Originally Posted by kcebcj View Post
Glad to see your jumping in full bore. Wow learning to hunt covers a lot of ground and usually starts when you're a kid when spending time out in the mountains with a shotgun or a rifle in your hand is all you want to do and you have the time to do it. You say you are in the Pacific Northwest so I will assume you want to hunt mule deer and elk.

It's not brain surgery. It really boils down to time spent in the mountains and learning about the animal you're hunting. Hooking up with someone who has been hunting deer for awhile that you trust as you say would really speed up the process. Just concentrate on one species (mule deer) for a few years until you become proficient at it. Learning their habits what and where they prefer to eat, where they are most likely to be at a given time of the year, their migration routes for your selected area and the list goes on and on.

The local biologist will have a lot of good info and the conversation with him is worth the effort then just go out and pound it. When you're not in the mountains looking and learning you should be shooting. It's really frustrating to learn all the skills of finding the buck you want then he gets up and is bouncing down the hill and you can't hit him.
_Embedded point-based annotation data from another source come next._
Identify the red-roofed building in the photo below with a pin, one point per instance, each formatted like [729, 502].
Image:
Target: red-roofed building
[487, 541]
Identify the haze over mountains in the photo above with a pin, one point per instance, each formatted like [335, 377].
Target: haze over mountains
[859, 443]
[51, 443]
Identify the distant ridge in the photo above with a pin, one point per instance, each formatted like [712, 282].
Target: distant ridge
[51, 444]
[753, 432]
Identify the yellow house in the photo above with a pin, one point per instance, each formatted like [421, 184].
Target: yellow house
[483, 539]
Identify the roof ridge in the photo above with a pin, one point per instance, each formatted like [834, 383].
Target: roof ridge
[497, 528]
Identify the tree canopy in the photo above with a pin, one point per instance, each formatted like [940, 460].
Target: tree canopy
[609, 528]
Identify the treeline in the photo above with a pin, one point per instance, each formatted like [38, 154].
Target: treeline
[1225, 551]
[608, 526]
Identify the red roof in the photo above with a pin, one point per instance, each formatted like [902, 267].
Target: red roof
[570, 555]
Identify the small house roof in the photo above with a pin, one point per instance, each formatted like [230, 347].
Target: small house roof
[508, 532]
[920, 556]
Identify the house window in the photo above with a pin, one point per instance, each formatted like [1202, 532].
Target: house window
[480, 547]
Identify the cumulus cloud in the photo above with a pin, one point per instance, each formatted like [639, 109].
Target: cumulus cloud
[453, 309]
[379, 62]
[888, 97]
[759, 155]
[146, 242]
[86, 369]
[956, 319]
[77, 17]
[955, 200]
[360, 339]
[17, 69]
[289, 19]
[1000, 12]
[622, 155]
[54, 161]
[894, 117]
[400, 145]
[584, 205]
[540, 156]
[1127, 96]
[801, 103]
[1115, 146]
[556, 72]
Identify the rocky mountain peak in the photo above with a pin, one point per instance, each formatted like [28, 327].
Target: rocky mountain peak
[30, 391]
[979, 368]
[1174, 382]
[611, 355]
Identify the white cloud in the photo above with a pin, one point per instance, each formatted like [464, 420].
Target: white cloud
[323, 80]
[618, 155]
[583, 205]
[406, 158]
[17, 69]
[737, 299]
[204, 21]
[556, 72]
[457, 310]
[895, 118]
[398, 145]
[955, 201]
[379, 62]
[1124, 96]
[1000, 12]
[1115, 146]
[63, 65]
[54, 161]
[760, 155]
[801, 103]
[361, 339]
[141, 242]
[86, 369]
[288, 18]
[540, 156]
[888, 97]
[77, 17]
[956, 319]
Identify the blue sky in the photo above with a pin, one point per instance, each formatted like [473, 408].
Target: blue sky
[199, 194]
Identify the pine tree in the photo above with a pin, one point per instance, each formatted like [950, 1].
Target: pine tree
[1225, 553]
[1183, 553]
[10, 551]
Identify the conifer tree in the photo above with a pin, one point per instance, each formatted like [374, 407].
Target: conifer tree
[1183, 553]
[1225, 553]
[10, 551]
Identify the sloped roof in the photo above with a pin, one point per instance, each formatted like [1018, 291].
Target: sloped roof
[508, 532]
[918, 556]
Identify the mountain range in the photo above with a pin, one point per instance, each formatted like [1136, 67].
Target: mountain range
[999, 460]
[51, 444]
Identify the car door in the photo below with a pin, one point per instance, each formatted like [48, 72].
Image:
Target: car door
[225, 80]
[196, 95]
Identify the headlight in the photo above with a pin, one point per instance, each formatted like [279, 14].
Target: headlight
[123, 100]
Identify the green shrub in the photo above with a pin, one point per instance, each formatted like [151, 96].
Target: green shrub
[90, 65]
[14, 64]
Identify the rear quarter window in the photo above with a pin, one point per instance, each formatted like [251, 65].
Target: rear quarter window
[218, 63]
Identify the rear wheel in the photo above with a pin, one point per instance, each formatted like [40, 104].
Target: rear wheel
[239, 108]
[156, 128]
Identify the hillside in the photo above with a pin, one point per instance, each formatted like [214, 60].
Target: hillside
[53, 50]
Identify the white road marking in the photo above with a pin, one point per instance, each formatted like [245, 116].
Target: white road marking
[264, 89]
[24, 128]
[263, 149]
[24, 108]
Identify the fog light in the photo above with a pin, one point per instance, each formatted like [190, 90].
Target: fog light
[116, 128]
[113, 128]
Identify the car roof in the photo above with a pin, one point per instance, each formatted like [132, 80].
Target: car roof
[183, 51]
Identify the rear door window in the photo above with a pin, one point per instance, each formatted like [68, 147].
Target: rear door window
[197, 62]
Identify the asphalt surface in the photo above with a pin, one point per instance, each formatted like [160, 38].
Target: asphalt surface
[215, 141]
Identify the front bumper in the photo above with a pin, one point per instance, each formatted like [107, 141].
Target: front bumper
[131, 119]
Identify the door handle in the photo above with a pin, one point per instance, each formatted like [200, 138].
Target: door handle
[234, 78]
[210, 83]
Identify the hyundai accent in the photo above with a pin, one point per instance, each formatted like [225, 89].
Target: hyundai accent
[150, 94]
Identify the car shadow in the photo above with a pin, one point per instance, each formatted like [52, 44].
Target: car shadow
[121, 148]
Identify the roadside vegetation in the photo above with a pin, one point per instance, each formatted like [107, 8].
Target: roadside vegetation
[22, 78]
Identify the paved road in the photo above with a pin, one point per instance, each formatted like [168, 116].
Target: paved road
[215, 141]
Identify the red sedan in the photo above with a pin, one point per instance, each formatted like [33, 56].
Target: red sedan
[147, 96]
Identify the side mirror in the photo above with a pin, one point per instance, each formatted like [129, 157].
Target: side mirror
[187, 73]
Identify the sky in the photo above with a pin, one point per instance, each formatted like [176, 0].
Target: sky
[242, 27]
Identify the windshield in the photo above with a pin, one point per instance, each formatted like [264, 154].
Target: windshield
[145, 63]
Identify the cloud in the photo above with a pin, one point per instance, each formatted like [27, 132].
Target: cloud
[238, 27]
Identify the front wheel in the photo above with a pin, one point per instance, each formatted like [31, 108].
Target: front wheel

Yeah, I never had the chance as a kid, My dad got out of hunting because my mom didn't want guns in the house. I had asked him if he'd take me with our uncles and he had always skirted it.

Wouldn't I be able to get the conservation info from the local wildlife office? thus the point of the tags?

Originally Posted by drbill View Post
I hope I got my point across about guides in my long winded story. Sorry If I confused you. My point was a good guide can teach you the ropes about places and how animals operate in certain areas. And the animals teach as well. You just need to enjoy and relax, don't we all. Thanks
I'll be honest, you did loose me. But I know guides can be a wealth of info like you said - unless you get one thats just A to B. I've been trying to study topography map techniques, based on the terrain where the animals would make paths, best places to glass, ideal places to set up stands, ...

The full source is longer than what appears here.